Abstract

Honeybees were trained and tested with a choice between a black and white pattern composed of two pairs of equal orthogonal bars with bilateral symmetry and the same or a similar pattern with a different symmetry. The targets subtended < 50 ° at the point of choice. Earlier results with the chevron pattern revealed that discrimination of rotation is improved when one of the patterns is bilaterally symmetrical about a vertical axis. Bees were trained on 7 different pairs of 4-bar patterns at the same time, taken successively to prevent the bees from learning any one pattern.
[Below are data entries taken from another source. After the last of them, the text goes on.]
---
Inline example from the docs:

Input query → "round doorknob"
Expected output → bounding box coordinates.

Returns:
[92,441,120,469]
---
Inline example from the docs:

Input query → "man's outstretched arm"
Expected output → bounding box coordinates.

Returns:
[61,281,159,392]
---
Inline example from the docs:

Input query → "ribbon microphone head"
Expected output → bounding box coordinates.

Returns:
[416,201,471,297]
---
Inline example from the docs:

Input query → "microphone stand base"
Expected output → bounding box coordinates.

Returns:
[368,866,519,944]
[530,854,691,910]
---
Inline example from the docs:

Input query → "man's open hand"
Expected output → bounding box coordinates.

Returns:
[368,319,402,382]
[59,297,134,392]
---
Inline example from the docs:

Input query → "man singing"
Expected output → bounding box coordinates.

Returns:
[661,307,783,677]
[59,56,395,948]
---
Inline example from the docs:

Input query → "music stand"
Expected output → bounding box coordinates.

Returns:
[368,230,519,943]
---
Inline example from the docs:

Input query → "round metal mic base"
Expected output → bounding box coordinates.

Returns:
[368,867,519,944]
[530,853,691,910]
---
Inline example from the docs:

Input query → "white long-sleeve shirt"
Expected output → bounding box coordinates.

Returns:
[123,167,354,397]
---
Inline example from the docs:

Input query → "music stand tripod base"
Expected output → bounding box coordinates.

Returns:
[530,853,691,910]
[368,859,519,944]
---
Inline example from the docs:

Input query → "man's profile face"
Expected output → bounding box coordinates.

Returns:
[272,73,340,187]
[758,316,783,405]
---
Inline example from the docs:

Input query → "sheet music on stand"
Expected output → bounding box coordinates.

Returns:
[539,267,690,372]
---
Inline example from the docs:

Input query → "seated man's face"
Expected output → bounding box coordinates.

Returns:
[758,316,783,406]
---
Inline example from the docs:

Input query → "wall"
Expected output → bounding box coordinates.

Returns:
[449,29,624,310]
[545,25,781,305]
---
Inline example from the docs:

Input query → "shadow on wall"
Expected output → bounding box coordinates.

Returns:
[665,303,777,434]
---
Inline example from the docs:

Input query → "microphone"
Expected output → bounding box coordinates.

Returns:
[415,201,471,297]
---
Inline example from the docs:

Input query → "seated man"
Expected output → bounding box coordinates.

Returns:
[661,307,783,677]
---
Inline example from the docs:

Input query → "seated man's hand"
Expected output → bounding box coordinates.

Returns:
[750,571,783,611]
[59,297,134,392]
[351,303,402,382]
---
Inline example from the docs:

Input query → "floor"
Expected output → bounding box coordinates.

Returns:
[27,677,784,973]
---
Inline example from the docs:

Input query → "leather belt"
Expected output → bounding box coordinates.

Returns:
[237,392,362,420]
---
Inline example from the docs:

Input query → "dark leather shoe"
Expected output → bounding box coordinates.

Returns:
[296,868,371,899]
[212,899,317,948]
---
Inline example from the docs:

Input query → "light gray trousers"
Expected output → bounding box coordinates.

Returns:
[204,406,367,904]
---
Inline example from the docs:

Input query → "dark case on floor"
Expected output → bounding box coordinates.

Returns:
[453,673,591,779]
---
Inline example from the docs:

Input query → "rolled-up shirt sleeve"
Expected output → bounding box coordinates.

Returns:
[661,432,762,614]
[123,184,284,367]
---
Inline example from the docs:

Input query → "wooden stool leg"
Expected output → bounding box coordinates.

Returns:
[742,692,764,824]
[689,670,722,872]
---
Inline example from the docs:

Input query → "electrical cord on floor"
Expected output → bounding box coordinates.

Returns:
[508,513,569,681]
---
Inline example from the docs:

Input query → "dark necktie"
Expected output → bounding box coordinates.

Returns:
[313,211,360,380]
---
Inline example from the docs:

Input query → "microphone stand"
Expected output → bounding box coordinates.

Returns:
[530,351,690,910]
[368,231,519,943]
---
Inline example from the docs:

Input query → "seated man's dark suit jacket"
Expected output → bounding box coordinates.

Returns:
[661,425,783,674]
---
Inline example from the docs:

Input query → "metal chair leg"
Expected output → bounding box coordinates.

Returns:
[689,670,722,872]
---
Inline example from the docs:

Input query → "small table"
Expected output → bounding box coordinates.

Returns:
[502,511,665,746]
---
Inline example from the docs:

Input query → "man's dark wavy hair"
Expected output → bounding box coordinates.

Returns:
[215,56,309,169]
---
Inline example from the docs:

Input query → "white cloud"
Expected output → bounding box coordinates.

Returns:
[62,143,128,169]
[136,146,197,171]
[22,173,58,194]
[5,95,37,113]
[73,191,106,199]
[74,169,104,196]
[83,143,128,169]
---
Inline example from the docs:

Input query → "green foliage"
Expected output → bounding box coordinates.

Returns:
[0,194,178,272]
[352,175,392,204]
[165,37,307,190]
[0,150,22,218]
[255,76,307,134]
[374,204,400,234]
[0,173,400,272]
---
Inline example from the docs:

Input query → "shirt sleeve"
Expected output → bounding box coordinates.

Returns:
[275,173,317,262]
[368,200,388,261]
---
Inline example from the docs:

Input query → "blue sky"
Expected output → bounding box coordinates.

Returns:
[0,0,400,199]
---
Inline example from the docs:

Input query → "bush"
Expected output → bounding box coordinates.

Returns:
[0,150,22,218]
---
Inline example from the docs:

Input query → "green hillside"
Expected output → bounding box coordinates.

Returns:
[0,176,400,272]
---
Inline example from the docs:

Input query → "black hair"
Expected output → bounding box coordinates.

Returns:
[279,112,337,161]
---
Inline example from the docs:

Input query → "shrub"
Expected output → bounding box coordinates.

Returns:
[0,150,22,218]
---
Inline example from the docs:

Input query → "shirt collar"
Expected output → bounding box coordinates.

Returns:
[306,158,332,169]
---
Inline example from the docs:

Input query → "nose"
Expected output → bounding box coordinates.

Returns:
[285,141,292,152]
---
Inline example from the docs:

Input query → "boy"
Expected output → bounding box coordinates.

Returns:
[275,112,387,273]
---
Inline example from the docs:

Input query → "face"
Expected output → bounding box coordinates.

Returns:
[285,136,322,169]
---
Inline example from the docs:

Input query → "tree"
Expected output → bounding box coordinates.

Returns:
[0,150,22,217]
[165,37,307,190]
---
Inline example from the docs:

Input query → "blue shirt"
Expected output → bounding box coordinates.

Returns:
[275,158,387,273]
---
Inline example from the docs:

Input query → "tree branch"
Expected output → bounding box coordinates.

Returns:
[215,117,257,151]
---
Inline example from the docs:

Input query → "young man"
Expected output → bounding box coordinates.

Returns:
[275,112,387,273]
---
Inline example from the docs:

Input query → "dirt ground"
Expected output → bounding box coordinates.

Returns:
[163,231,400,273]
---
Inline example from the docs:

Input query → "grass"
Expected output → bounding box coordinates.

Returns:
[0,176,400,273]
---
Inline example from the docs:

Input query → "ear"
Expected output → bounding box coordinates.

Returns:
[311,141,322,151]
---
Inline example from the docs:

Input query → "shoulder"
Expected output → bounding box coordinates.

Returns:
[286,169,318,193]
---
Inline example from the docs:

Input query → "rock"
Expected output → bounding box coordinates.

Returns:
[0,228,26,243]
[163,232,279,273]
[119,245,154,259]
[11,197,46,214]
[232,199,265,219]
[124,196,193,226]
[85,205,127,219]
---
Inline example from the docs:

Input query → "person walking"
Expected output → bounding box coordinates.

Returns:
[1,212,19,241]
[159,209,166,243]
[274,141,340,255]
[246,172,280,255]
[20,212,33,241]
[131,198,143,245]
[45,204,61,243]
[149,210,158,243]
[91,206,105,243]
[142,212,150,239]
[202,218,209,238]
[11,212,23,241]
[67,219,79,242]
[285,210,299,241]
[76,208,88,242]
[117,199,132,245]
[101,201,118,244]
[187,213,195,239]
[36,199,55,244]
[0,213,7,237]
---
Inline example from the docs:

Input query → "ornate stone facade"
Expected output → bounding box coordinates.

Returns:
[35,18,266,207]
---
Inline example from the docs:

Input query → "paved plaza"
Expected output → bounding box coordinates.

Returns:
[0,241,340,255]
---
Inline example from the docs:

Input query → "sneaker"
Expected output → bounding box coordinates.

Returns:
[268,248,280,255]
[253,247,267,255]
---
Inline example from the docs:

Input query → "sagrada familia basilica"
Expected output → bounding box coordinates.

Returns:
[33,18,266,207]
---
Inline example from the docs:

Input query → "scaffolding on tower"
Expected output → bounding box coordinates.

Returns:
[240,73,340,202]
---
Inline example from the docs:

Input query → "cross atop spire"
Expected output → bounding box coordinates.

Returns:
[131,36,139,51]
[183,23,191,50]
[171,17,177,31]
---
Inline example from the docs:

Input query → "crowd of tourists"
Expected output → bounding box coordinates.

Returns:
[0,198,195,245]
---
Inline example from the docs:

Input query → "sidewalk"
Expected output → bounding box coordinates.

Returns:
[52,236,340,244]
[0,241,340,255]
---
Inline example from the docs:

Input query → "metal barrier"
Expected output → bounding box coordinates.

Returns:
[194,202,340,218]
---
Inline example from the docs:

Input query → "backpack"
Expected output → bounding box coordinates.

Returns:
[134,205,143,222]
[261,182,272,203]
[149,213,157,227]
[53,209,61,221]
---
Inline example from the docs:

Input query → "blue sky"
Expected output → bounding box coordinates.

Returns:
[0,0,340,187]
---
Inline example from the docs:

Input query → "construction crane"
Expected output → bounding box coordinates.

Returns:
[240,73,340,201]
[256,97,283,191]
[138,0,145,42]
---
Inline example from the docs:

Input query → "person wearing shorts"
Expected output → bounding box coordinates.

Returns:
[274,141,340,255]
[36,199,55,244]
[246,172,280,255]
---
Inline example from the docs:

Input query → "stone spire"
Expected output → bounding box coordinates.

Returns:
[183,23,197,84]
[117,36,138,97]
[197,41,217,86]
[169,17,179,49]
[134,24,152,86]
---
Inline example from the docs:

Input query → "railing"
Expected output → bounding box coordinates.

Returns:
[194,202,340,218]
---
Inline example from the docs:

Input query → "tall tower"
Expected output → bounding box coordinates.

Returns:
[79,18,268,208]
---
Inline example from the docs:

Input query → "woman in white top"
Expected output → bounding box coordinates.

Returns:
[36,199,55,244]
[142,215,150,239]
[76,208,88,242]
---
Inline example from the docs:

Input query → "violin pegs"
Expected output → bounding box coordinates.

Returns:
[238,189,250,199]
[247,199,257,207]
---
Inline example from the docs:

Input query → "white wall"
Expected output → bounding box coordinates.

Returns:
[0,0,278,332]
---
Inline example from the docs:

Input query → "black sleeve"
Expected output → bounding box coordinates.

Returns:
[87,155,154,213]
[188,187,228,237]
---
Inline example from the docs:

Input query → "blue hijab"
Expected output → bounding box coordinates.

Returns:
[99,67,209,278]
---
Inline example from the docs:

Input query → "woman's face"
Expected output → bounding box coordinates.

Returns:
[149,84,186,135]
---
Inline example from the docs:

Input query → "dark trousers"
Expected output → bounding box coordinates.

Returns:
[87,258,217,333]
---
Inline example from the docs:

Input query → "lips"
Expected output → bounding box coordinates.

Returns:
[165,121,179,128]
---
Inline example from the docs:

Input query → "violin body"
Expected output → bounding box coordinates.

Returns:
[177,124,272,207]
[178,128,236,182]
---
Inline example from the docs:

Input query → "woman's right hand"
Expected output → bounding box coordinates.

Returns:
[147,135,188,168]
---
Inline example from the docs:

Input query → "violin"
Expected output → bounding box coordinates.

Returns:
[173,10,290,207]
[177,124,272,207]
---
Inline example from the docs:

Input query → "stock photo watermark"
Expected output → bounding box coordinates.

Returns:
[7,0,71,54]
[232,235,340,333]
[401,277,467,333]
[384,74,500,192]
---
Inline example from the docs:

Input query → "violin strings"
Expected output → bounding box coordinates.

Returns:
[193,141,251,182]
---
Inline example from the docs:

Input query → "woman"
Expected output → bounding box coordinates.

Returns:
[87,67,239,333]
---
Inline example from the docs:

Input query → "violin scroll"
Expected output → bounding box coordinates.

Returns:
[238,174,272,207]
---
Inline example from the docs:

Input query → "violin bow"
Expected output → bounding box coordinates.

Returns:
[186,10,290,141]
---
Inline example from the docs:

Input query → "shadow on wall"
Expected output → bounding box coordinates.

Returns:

The bees learned to discriminate a pattern with bilateral symmetry from one without symmetry, irrespective of the orientation of the axis of symmetry. They also discriminate between a pattern with one axis of bilateral symmetry and the same pattern rotated by 90 °, irrespective of the actual pattern. Although the patterns are regularly changed during the training, the bees distinguish the axis of bilateral symmetry. When trained on one set of patterns, the bees also discriminate the axis in the same or other patterns rotated through 180 °, when all bars have moved over to the other side, showing that they have not remembered one side of the pattern with each eye. For one pattern, the angular tuning curve for the discrimination of the axis of symmetry falls from a score of 80% correct on-axis to near 67% at 15 ° off-axis and 50% (random) at 30 ° off-axis.